The effects of Tm, TsES, and TsKaSPI on cell proliferation were evaluated by a cell counting kit 8 (CCK8) assay using a spectrophotometer. The results showed that as a typical ERS inducer, a low dose of Tm could decrease the viability of IPECs (Figure 5A). There was no significant difference between the group treated with 1 µg/mL TsES and the control group (P > 0.05). The proliferation of IPECs incubated with 5 (P < 0.01), 15 (P < 0.001), and 30 µg/mL (P < 0.001) TsES was significantly suppressed compared with that of the control group (Figure 5B). When 1–3 µg/mL TsKaSPI was used to stimulate IPECs, the changes in cell proliferation were not significant. As the concentration of TsKaSPI increased to 5–20 µg/mL, the viability of IPECs significantly decreased (Figure 5C). Therefore, 1 µg/mL Tm, 1 µg/mL TsES, and 3 µg/mL TsKaSPI were selected as the working concentrations for subsequent experiments.

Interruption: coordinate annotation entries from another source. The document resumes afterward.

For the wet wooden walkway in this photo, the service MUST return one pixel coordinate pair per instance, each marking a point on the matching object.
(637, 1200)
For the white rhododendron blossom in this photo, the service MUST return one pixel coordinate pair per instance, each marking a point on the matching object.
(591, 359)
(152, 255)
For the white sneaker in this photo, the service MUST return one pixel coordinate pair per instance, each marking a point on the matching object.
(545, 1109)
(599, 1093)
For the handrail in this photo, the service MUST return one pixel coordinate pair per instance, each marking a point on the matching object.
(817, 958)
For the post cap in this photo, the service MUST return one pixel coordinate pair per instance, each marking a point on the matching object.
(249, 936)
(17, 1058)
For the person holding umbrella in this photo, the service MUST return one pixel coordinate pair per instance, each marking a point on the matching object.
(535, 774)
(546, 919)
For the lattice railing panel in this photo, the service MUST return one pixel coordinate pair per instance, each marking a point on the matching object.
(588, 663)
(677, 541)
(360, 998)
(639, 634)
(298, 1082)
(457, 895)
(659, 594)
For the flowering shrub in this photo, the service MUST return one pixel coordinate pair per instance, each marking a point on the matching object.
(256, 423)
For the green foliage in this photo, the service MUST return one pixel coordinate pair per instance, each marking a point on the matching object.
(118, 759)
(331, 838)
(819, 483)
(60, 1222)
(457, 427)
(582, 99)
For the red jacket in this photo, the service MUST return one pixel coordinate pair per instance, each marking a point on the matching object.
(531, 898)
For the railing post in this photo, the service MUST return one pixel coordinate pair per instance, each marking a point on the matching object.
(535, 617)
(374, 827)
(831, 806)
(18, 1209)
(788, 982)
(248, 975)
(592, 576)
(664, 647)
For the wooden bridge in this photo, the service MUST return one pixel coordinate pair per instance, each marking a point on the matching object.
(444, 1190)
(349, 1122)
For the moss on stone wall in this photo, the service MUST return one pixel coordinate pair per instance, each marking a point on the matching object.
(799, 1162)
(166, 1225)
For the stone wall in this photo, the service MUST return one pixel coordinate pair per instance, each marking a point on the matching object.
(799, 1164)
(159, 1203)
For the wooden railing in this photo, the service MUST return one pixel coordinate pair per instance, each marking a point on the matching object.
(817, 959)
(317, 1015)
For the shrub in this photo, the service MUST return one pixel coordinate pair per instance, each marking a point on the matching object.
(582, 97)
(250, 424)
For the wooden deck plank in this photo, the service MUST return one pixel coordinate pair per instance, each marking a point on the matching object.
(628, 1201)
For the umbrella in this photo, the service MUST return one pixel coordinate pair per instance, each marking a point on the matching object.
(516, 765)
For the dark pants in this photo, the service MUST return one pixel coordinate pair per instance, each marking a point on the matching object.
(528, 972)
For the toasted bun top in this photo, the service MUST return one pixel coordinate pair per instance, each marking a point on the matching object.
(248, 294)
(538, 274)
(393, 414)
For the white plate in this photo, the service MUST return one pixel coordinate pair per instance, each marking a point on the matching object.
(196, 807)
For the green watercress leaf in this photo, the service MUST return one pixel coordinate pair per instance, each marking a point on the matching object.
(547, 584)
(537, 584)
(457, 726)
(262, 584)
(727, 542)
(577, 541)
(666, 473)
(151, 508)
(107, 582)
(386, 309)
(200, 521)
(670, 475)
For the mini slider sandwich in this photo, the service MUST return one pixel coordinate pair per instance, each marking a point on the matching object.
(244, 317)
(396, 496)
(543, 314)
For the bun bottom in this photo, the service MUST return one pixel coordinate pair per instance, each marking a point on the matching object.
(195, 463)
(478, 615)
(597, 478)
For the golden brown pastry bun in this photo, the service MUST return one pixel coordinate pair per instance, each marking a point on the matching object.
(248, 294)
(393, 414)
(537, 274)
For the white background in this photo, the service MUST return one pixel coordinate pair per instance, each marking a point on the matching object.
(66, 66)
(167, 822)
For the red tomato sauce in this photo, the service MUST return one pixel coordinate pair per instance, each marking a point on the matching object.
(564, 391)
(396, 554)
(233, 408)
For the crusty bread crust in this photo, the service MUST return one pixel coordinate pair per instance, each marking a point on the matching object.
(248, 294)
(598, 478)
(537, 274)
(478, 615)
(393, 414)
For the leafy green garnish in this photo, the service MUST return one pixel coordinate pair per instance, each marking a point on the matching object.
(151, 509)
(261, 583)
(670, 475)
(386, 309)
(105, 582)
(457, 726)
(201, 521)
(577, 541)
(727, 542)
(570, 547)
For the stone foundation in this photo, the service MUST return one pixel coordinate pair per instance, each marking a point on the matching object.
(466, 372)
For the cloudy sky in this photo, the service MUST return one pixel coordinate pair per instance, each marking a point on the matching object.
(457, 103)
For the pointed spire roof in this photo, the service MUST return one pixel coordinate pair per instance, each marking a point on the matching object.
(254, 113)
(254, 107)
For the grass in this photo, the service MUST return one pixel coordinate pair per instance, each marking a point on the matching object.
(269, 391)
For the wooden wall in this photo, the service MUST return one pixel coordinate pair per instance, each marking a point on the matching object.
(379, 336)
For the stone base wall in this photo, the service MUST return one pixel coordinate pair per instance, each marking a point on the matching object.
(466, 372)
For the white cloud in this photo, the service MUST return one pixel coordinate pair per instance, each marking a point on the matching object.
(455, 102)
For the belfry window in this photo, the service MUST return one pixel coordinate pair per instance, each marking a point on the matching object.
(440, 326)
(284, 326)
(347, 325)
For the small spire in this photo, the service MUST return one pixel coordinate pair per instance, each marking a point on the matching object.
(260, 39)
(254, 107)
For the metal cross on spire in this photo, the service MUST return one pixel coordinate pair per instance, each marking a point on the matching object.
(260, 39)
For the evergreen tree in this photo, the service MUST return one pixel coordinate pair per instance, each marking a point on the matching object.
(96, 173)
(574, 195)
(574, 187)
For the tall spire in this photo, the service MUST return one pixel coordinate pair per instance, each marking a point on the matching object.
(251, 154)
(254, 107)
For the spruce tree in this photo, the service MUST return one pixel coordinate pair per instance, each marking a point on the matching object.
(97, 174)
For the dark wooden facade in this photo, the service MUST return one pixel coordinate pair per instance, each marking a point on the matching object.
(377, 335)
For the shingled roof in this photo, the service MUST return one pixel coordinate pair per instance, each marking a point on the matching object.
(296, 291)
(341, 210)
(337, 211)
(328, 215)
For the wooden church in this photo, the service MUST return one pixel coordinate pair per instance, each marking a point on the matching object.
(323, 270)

Tm, TsES, and TsKaSPI affect IPEC proliferation. Proliferation was measured by CCK-8 incorporation after the cells were stimulated with Tm (A), TsES (B), and TsKaSPI (C). The OD₄₅₀ values were considered the cell proliferation index. The data from 3 independent experiments were analysed, and the data are expressed as the mean ± SD. *P < 0.05, **P < 0.01, ***P < 0.001 compared with the IPEC + PBS group, ⁺P < 0.05, ⁺⁺P < 0.01, ⁺⁺⁺P < 0.001 compared with the IPEC + Tm group, ^#P < 0.05, ^##P < 0.01, ^###P < 0.001 compared with the IPEC + TsES group.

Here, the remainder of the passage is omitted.